In this paper we have presented a meta-optimization technique that addresses two major obstacles in using NISQ quantum computers for variational tasks. Our goal is an efficient use of quantum devices by optimizing the number of times they are used during the run of the algorithm.

Existing optimization techniques deal with two major issues. First, even if they are able to identify the optimal state relatively well, the result of the cost function is determined only with a very low accuracy. This is often circumvented by evaluating it in the end using classical means18,19,22, which is not feasible in scenarios with moderately large inputs. We address this problem by introducing the final evaluation step and optimizing the ratio of quantum resources used for comparison of the obtained results in multiple runs to the cost of optimization itself. It turns out that it might be far from negligible, i.e. to get a reliable result, one has to invest a good portion of quantum resources for its final evaluation.

The other problem of existing techniques is that they are stochastic by their nature. This leads to the inevitable fact that in some cases it returns an incorrect result even if the quantum part works perfectly, i.e. with no noise and statistical deviations. Thus it makes sense to mitigate the risk of investing all quantum resources at hand into a single calculation. We presented a technique to benchmark the underlying optimization procedure and decide about the optimal number of repetitions. Interestingly, it turns out that this number is non-trivial (i.e. not one) for realistic scenarios.

While we deployed our technique on a specific example of SPSA optimization on a hydrogen molecule, it can be applied on a very broad variety of variational quantum algorithms that are currently of a large interest to the quantum computation community. We believe that our meta-optimization can provide an easy to implement step towards practical use of quantum computers. While the method was tested only on a rather simple problem, we believe that the nature of the approach makes the method suggested robust against changes of the system in question, i.e. it shall behave in a similar way even if applied to a larger system involving more qubits. This is due to the fact that the existence of an optimum between investing “too little” or “too much” into a single try is obvious and the nature of the fitting function mimics the expected dependency between precision and cost.

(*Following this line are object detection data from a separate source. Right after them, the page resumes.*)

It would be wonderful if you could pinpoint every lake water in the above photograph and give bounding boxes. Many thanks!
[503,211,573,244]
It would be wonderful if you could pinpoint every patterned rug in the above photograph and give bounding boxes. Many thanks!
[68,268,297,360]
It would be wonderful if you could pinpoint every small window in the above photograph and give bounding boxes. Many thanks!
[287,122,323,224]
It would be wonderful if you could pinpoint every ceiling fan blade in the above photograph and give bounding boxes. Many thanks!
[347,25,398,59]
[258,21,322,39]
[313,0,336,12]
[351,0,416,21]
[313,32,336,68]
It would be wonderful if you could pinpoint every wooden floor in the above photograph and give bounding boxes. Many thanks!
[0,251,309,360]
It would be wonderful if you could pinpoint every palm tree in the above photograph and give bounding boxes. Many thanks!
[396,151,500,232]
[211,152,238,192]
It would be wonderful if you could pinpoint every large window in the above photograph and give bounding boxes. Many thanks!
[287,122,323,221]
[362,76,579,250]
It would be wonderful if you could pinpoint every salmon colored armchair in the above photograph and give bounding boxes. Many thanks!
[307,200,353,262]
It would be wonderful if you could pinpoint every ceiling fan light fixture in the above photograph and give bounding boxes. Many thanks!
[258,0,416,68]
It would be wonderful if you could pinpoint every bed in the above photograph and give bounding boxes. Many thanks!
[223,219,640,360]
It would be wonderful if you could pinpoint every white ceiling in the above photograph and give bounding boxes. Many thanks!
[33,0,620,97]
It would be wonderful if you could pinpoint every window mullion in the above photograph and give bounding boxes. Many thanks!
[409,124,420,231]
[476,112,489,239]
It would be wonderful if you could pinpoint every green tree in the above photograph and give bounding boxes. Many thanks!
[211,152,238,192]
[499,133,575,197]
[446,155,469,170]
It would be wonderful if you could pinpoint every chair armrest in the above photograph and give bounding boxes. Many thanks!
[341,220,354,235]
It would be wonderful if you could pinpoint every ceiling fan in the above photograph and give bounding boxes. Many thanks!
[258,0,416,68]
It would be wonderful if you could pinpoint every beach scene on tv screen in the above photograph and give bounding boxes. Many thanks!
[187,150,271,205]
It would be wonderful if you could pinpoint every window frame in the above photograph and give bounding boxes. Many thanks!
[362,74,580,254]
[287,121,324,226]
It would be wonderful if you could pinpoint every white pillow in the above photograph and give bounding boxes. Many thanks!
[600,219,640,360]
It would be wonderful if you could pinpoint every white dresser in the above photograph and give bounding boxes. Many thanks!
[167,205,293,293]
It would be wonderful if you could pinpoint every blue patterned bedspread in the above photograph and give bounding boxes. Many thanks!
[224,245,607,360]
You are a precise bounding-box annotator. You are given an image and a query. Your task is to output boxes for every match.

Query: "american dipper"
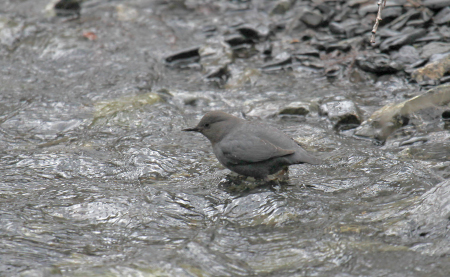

Yet, the exact efficiency and precision of determining this optimum using the method as suggested on large systems forms a standalone project for future research. In particular, there exist a risk that for more complicated systems the determination of optimization function will turn out to be to “costly” in comparison with the gain of it, or, as in any other scenario, unforeseen complications may arise.

Methods

For the quantum subroutine, we have used Ry-Rz ansatz to prepare the state from an initial zero state. This state was then measured in both \(\{|0\rangle ,|1\rangle \}\) and \(\{|+\rangle ,|-\rangle \}\) (the eigenstates of Pauli X operator) basis to calculate the expectation value of the Hamiltonian. The procedure was defined by eight parameters \(\theta [0]\) to \(\theta [7]\) and circuits are shown in Fig. 7.

Figure 7
figure 7

The qubits in the circuit (a) are measured in the computational {\(|0\rangle\),\(|1\rangle\)} basis. To measure the qubits in {\(|+\rangle\),\(|-\rangle\)} basis, in circuit (b) we applied Hadamard gates on both qubits in the end before the measurement.